Dentro dos objetivos de automação, os responsáveis devem ter em mente que, para atingir esse objetivo, a instalação deve ser inteligente e dinâmica, com entrada e saída de dados otimizadas, e incorporar o uso de inteligência artificial (IA) e/ou aprendizado de máquina para analisar padrões de dados, identificar potenciais problemas futuros e continuar a aprimorar as operações.
Mas como chegamos lá? A EY cita que entre 30% e 50% dos projetos de automação de processos robóticos falham globalmente, e a Gartner estima que pelo menos 30% dos projetos de IA generativa provavelmente serão abandonados após a prova de conceito até o final de 2025. Identificar e abordar os gargalos precocemente parece fundamental.

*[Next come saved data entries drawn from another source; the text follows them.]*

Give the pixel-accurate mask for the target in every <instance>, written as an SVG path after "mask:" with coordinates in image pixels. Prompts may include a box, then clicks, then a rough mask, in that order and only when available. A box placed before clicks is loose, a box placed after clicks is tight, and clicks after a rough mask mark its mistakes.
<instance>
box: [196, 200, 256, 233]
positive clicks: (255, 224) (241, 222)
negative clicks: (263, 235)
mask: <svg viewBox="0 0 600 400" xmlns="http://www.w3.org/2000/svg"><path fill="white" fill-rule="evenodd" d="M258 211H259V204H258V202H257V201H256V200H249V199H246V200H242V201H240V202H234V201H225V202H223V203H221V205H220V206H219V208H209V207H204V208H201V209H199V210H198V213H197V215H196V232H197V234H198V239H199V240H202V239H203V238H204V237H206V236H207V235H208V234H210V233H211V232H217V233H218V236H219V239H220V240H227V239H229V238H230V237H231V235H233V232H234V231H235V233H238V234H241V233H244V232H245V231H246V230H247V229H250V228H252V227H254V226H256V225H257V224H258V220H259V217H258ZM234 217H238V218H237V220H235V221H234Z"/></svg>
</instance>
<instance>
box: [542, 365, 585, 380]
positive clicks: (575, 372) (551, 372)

Fazendo a Automação Funcionar
As três barreiras mais frequentemente citadas para a automação de armazéns são planejamento inadequado, falta de integração e prontidão dos trabalhadores. As empresas precisam planejar e avançar com cautela, pois o valor comercial opaco e sistemas mal alinhados ou incompatíveis inevitavelmente levarão à confusão no local de trabalho, silos de dados, comunicação deficiente e incapacidade de fazer as informações fluírem. E, claro, as organizações não devem subestimar a importância da prontidão dos trabalhadores. A mudança para a automação exigirá habilidades digitais e familiaridade com informações e processos tais que provavelmente serão necessárias atualizações de capacidade. É um desafio para trabalhadores da linha de produção com treinamento tradicional antes de embarcar em um projeto dessa magnitude.
As principais etapas necessárias são:
Planejar e executar cuidadosamente. Entender nosso caso de negócios exclusivo e nossas principais métricas de sucesso. Comece devagar: escolha as oportunidades mais acessíveis que ofereçam sucesso imediato e inspirem confiança. Monitore e adapte-se.

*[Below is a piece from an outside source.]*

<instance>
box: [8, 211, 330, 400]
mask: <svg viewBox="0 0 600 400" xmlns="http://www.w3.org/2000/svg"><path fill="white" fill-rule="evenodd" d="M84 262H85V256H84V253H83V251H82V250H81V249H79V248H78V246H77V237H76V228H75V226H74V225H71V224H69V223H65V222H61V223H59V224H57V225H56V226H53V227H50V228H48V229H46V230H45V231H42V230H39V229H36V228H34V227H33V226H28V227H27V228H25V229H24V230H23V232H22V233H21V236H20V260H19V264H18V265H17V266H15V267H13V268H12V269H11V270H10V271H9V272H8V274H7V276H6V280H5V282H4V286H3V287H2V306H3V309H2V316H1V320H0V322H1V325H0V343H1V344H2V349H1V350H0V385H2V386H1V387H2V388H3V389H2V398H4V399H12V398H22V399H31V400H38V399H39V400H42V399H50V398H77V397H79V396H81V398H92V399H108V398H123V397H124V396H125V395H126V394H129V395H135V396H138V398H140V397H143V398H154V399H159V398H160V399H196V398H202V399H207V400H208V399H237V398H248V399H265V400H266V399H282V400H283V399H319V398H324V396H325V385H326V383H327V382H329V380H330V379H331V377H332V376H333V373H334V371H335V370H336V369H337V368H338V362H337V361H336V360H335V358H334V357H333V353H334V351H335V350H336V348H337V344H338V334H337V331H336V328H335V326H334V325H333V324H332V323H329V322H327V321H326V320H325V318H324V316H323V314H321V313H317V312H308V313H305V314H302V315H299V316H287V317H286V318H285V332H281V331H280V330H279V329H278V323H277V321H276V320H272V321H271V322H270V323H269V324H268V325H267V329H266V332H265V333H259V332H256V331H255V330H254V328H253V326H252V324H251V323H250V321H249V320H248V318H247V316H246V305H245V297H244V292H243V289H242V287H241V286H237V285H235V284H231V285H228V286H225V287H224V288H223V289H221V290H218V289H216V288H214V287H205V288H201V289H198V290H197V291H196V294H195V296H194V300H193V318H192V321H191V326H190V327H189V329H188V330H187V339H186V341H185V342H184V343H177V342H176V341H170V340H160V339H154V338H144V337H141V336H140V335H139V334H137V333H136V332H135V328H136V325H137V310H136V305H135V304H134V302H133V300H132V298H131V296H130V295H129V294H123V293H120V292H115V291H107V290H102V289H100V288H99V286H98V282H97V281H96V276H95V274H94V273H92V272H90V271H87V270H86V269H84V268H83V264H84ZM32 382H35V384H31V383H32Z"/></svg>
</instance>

Colabore para o sucesso. Identifique fornecedores dispostos a garantir que suas soluções possam ser integradas aos nossos sistemas, especialmente ao WMS.
Colabore com parceiros da cadeia de suprimentos a montante e a jusante para garantir a legibilidade ideal dos códigos de barras, códigos 2D e dados que entram no armazém.
Colabore com parceiros da cadeia de suprimentos a jusante para alcançar a transparência de ponta a ponta na cadeia de suprimentos, especialmente no ambiente de varejo/consumo.
Envolva sua equipe no processo para identificar possíveis lacunas em habilidades digitais e invista em treinamento antecipadamente. Também é importante engajar a equipe em possíveis aplicações de automação que possam levar a ganhos iniciais.
Em última análise, de acordo com especialistas da Domino e da Lake Image Systems, os armazéns são o eixo das cadeias de suprimentos atuais; eles são o único ponto onde as fases a montante e a jusante da cadeia de suprimentos se encontram. Portanto, garantir a eficiência, a produtividade e a visibilidade operacional dessas instalações é fundamental para que as organizações respondam e atendam adequadamente às demandas comerciais modernas.
Mesmo assim, o desafio é complexo. Portanto, eles indicam que trabalhar com um parceiro confiável com experiência no fornecimento de soluções projetadas para integração e transferência de dados em linhas de produção e armazéns ajuda a garantir um caminho de sucesso e um caminho para a mudança.